Sort of, but not especially well. There are a few ways of measuring how well the manipulated plots match up. One method is to add up all the differences of the DJIA values. This is called the $\ell^1$-distance in mathematics and gives the area between the two curves. The smaller the area between the two curves, the closer the curves match up. (A more natural measurement for mathematicians is called the $\ell^2$-distance which adds up the squares of the distances between each value and then takes a square root at the end. It turns out that nothing of substance that follows would change if we use the $\ell^2$-distance.)

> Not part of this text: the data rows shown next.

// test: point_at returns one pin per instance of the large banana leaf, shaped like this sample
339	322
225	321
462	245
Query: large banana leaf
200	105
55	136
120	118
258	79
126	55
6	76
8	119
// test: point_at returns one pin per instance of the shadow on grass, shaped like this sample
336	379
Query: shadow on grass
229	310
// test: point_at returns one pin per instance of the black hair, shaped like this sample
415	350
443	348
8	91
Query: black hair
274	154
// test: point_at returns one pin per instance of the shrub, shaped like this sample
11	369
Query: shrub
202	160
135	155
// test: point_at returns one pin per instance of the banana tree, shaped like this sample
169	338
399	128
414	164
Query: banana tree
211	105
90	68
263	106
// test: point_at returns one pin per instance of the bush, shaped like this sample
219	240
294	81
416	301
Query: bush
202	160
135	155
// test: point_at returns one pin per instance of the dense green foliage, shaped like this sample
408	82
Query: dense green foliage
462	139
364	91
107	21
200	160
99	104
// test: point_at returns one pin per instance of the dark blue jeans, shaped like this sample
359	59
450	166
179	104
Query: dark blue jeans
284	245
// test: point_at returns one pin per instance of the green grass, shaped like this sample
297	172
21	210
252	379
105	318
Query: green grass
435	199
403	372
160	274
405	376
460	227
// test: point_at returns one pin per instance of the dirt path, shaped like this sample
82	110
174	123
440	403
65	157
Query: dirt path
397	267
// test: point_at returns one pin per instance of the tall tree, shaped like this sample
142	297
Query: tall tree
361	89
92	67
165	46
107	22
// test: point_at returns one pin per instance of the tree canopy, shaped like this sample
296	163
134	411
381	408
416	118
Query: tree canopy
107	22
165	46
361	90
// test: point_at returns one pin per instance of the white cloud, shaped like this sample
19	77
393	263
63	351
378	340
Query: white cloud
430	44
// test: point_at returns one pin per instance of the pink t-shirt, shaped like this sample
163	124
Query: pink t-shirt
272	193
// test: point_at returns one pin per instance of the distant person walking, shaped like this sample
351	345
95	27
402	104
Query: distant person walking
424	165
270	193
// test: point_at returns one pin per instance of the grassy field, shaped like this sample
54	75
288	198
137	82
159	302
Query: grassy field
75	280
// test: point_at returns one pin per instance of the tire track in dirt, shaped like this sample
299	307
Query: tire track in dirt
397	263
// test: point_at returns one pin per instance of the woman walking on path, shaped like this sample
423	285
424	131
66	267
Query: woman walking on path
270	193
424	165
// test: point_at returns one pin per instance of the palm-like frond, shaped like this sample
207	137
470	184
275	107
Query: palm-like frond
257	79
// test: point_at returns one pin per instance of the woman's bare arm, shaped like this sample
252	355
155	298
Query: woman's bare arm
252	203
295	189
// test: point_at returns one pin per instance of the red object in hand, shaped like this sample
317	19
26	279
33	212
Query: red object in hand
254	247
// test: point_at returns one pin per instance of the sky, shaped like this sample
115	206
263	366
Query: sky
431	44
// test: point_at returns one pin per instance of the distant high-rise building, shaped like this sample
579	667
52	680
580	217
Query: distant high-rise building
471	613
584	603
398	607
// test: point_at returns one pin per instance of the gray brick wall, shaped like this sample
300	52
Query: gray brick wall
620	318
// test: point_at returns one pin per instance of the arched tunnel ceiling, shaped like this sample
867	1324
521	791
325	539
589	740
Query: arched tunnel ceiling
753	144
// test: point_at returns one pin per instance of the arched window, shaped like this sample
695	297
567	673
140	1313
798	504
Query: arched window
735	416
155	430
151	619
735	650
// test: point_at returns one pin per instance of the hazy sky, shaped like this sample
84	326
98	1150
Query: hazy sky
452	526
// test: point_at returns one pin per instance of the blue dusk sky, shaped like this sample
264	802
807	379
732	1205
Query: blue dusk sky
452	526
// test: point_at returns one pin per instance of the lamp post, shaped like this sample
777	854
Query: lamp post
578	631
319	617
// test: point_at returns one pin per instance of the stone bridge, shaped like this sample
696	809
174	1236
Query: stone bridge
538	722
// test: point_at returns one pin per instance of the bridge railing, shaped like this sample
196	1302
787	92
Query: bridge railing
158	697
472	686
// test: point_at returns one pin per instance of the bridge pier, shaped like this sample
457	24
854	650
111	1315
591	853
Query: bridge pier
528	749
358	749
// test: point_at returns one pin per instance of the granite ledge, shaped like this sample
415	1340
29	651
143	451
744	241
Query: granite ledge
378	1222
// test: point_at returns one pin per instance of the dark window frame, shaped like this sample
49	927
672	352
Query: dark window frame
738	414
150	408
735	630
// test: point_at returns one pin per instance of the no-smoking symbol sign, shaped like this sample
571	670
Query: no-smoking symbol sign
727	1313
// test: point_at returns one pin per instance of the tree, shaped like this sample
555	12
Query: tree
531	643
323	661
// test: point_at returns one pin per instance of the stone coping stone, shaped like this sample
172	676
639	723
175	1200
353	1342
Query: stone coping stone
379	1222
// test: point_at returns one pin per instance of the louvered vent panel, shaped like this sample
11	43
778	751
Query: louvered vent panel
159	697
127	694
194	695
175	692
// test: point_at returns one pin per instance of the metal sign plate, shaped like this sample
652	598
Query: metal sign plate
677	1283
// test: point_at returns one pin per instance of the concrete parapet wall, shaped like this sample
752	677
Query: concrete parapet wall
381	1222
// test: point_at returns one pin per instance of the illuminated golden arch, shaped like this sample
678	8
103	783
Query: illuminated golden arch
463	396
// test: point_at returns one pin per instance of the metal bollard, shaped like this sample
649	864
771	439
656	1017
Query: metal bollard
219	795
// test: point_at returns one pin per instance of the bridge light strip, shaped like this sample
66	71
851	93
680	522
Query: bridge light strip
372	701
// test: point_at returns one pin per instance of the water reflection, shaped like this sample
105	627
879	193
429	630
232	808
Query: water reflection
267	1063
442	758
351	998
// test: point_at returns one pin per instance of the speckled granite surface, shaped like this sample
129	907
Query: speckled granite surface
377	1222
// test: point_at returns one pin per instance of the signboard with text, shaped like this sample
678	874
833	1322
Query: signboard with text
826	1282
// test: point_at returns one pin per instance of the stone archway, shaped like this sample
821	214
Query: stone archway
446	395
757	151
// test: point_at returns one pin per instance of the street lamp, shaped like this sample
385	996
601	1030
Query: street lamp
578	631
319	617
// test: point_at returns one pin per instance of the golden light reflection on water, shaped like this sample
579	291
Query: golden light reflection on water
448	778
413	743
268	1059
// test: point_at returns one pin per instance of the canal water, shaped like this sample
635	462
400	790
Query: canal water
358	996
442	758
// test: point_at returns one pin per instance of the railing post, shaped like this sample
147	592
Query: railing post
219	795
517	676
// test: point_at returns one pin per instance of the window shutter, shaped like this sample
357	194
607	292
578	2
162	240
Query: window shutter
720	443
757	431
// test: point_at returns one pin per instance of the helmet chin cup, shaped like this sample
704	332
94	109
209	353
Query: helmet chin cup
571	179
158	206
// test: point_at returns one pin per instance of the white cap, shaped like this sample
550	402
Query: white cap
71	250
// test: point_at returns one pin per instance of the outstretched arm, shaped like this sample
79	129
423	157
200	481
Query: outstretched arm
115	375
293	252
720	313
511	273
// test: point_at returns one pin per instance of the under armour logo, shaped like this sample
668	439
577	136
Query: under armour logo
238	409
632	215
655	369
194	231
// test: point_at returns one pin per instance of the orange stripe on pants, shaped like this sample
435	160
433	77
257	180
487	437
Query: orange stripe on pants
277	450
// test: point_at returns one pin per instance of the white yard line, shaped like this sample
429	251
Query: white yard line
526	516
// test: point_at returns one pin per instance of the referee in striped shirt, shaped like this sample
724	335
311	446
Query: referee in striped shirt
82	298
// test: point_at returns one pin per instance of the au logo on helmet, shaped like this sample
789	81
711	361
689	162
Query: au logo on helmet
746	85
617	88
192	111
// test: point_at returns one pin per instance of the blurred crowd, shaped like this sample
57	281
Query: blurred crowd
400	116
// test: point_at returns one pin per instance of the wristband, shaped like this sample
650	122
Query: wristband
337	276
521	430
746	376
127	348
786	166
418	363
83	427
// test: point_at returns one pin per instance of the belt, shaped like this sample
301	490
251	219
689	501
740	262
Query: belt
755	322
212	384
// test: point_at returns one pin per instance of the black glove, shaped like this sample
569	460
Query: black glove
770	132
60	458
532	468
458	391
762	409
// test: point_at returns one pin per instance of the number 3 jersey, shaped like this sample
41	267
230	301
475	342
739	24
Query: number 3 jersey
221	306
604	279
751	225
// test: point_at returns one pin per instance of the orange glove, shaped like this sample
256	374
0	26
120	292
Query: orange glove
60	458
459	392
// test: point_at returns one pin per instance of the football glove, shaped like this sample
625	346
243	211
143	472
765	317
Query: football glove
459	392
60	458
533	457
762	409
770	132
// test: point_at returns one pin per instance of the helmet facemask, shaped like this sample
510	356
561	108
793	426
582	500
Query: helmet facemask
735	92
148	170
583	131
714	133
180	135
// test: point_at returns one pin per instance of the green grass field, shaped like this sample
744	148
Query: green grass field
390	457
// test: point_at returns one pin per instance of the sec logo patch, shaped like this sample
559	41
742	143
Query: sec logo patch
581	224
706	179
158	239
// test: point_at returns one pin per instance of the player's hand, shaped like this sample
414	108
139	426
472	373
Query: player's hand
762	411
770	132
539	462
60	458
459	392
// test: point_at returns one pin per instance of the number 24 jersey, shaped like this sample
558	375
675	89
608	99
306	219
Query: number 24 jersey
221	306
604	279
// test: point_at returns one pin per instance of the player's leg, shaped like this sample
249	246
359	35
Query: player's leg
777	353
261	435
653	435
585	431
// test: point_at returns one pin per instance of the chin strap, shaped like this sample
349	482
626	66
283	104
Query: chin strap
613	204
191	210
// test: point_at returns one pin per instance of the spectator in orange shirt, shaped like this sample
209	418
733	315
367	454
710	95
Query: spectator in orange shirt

Let’s compare the recent period of DJIA activity highlighted by Hulbert to *every* other time period of the same length and see if there are periods that more closely match current activity than does the pre-1929 crash period. (Keep in mind that we are comparing plots that have gone through the same nonsensical scale manipulation that was applied to obtain the original Hulbert chart.)

We expect that most time periods don’t match up well. However, it does look like the pre-crash curve is a pretty good match. Let’s zoom in to see what’s going on.

As you can see, it turns out there are many time periods that match recent DJIA activity better than the pre-1929 crash. Why aren’t we using those time periods to predict the near-future activity of the DJIA? Could it be because they are exceptionally boring?

## But doesn’t a good match to the pre-1929 period have predictive value?

No. Not even a little bit. If we look for time periods that match up well to the pre-1929 period, we find many that match much better than recent activity.

Again, we zoom in to see the detail, putting a horizontal line at the level representing how well the last 18 months matches the pre-1929 period.

There are 17 periods that match better–sometimes much better–than recent history. Here I have made a chart for all 17 where I have graphed each a little beyond the length of the time period to see if our test predicts anything about the future.

As you can see, the evidence *in no way* supports the notion that DJIA activity that closely tracks the pre-1929 DJIA activity over this time period is predictive of market decline.

## But why are market commentators talking about it?

Because market analysts make a living reading tea leaves. Any “analyst” commenting on this chart needs to answer these questions:

- How can you dismiss the most fundamental, common sense rules of plotting data?
- How could you possibly conclude that tracking pre-1929 behavior is indicative of a decline when you have never asked the most basic question of whether such behavior has been predictive historically?
- Why is this alleged correlation any different from other apparent correlations to things like sunspot activity or bubblegum sales that every freshman statistics student knows how to debunk?

In short, how could people whose profession hinges on their ability to analyze data be so ignorant of the most elementary facts of data analysis?

[1] MarketWatch has several articles on the subject. See:
Mark Hulbert, “*Scary 1929 market chart gains traction*,” MarketWatch, February 11, 2014.
Mark Hulbert, “*The chart that’s scaring Wall Street*,” MarketWatch, December 6, 2013.
Anthony MIrhaydari, “*Ghost of 1929 crash reappears*,” MarketWatch, December 6, 2013.